With Eq. (3) and Eq. (2), the resampled signal (measurement interference signal after correcting the scanning non-linearity) can be expressed as:

$${I_{\textrm{resample}}}({k_\textrm{n}}) = {A_{\textrm{resample}}}\cos \left( {2\pi \textrm{ }\frac{{{R_{\textrm{mea}\_\textrm{fiber}}}{n_{\textrm{fiber}}} + 2{R_{\textrm{mea}\_\textrm{air}}}{n_{\textrm{air}}}}}{{{R_{\textrm{ref}}}{n_{\textrm{fiber}}}}}{k_\textrm{n}}} \right)$$

Conclusively, by applying the fast Fourier transform (FFT) or Chirp-Z algorithm on the resampled signal, the measurement distance can be calculated as:

$${R_{\textrm{mea}\_\textrm{air}}}\textrm{ = }\frac{1}{{2{n_{\textrm{air}}}}}({{f_{\textrm{resample}}} \cdot {R_{\textrm{ref}}}{n_{\textrm{fiber}}} - {R_{\textrm{mea}\_\textrm{fiber}}}{n_{\textrm{fiber}}}} )$$
where ${f_{\textrm{resample}}}$ represents the frequency of the resampled signal.

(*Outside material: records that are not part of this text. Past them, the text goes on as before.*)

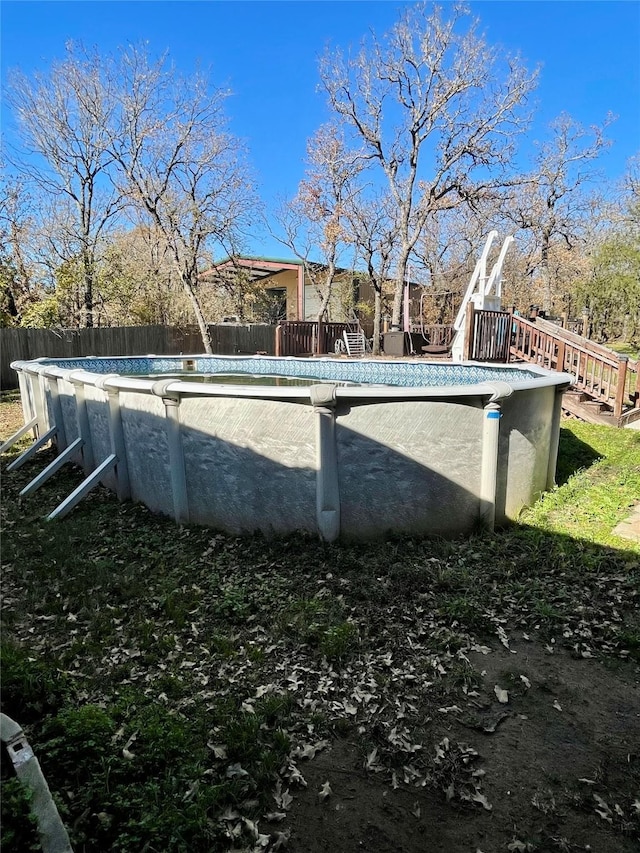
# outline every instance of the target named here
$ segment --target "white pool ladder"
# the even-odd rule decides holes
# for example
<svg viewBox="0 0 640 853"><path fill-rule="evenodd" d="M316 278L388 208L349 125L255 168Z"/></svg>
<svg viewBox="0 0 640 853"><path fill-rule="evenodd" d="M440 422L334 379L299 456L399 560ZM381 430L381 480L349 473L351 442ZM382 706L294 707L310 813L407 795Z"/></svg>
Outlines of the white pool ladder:
<svg viewBox="0 0 640 853"><path fill-rule="evenodd" d="M469 285L464 294L462 304L453 324L453 344L451 347L452 361L462 361L464 357L464 337L465 337L465 321L467 317L467 306L469 302L473 302L479 310L499 311L502 300L502 266L504 259L509 250L509 246L513 243L513 237L509 235L505 238L498 260L493 265L490 274L487 275L487 259L493 241L498 236L497 231L490 231L487 235L486 242L482 254L478 258L478 262L473 271L473 275L469 281ZM493 296L491 291L494 291Z"/></svg>

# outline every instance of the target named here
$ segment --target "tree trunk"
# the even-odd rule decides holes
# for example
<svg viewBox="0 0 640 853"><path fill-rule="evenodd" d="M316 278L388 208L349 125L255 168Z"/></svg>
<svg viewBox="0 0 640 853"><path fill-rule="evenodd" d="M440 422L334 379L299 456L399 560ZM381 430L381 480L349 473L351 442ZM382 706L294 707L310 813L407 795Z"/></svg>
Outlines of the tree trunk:
<svg viewBox="0 0 640 853"><path fill-rule="evenodd" d="M193 307L193 313L196 315L196 322L198 323L198 329L200 329L204 351L207 355L213 355L213 345L211 343L211 335L209 334L209 326L204 319L204 314L202 313L198 296L191 282L187 281L184 277L182 277L182 285Z"/></svg>
<svg viewBox="0 0 640 853"><path fill-rule="evenodd" d="M549 234L542 234L542 249L540 260L540 274L542 276L542 310L549 316L553 310L553 291L551 289L551 276L549 275Z"/></svg>
<svg viewBox="0 0 640 853"><path fill-rule="evenodd" d="M398 275L396 278L396 289L393 294L393 312L391 314L391 328L398 330L401 328L400 320L402 318L402 299L404 295L405 278L407 275L407 261L409 260L409 252L405 249L398 259Z"/></svg>
<svg viewBox="0 0 640 853"><path fill-rule="evenodd" d="M80 324L85 329L93 328L93 258L87 251L82 253L82 268L84 279L84 290L82 292L82 316Z"/></svg>
<svg viewBox="0 0 640 853"><path fill-rule="evenodd" d="M373 285L373 354L380 355L380 325L382 320L382 294Z"/></svg>

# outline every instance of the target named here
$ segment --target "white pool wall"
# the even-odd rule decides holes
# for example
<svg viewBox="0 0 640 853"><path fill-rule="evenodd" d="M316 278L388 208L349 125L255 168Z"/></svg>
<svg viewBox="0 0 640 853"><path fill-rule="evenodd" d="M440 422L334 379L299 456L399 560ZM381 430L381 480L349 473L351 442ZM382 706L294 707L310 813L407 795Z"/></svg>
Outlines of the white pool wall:
<svg viewBox="0 0 640 853"><path fill-rule="evenodd" d="M571 380L527 365L450 387L229 386L105 376L90 370L98 361L14 365L25 418L40 412L59 452L80 438L88 477L113 456L105 485L180 523L327 540L517 519L553 483ZM300 375L310 363L282 361Z"/></svg>

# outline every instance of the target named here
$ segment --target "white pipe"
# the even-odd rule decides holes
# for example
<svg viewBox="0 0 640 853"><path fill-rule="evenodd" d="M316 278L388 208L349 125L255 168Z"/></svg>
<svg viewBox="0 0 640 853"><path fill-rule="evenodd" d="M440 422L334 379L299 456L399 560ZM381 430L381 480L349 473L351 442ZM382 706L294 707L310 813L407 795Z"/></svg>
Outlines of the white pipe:
<svg viewBox="0 0 640 853"><path fill-rule="evenodd" d="M30 793L31 814L38 824L42 853L73 853L38 759L18 723L6 714L0 714L0 737L18 780Z"/></svg>

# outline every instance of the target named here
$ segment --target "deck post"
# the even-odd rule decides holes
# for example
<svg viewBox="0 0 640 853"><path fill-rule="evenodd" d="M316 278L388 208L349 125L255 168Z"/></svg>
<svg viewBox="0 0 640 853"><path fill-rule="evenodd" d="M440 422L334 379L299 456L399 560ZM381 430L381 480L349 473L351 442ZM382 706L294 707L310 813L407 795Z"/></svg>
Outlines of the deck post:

2.2 Influence of fiber dispersion

It should be noted that the derivation above assumes that the refractive index of the fiber ${n_{\textrm{fiber}}}$ is constant, which is reasonable only at a narrow frequency tuning range. However, while using a broadband tuning laser to improve the resolution, the refractive index of the fiber varies linearly with the tuning range. This adds chromatic dispersion chirp to the sampling clock signal, which further leads to a systematic frequency-sampling error. So, the effects of fiber dispersion could not be ignored. In this case, the refractive index ${n_{\textrm{fiber}}}$ at the scanning frequency ν is transformed into ${n_{\textrm{fiber}}}(\nu )$, and the beat signal of the reference interferometer can be rewritten as:

$$I{^{\prime}_{\textrm{ref}}}(\nu ) = A{^{\prime}_{\textrm{ref}}}\cos \left[ {2\pi \nu \frac{{{R_{\textrm{ref}}}{n_{\textrm{fiber}}}(\nu )}}{c}} \right]$$

Similarly, the measurement interferometer signal can be rewritten as:

$$I{^{\prime}_{\textrm{mea}}}(\nu ) = A{^{\prime}_{\textrm{mea}}}\cos \left[ {2\pi \nu \frac{{{R_{\textrm{mea}\_\textrm{fiber}}}{n_{\textrm{fiber}}}(\nu ) + 2{R_{\textrm{mea}\_\textrm{air}}}{n_{\textrm{air}}}}}{c}} \right]$$

To approximate the effects of fiber dispersion, the propagation coefficient, ${{\beta (\nu )\textrm{ = }2\pi \nu {n_{\textrm{fiber}}}(\nu )} / c}$, can be written as a Taylor expansion about the starting frequency ${\nu _0}$:

$$\beta (\nu ) \approx {\beta _0} + {\beta _1}2\pi \Delta \nu + \frac{1}{2}{\beta _2}{({2\pi } )^2}{(\Delta \nu )^2} +{\cdot}{\cdot} \cdot$$
with
$${\beta _m}\textrm{ = }{\left[ {\frac{{{d^m}\beta (\nu )}}{{d{{({2\pi \nu } )}^m}}}} \right]_{\nu = {\nu _0}}}\begin{array}{*{20}{c}} {}&{\Delta \nu \textrm{ = }} \end{array}\nu - {\nu _0}$$
where ${\beta _0}$ is the constant phase of the initial optical frequency ${\nu _0}$, ${\beta _1}$ represents the reciprocal of group velocity, and ${\beta _2}$ represents the group velocity dispersion (GVD) coefficient of a single-mode optical fiber. Here the higher order dispersion terms are small enough to be neglected.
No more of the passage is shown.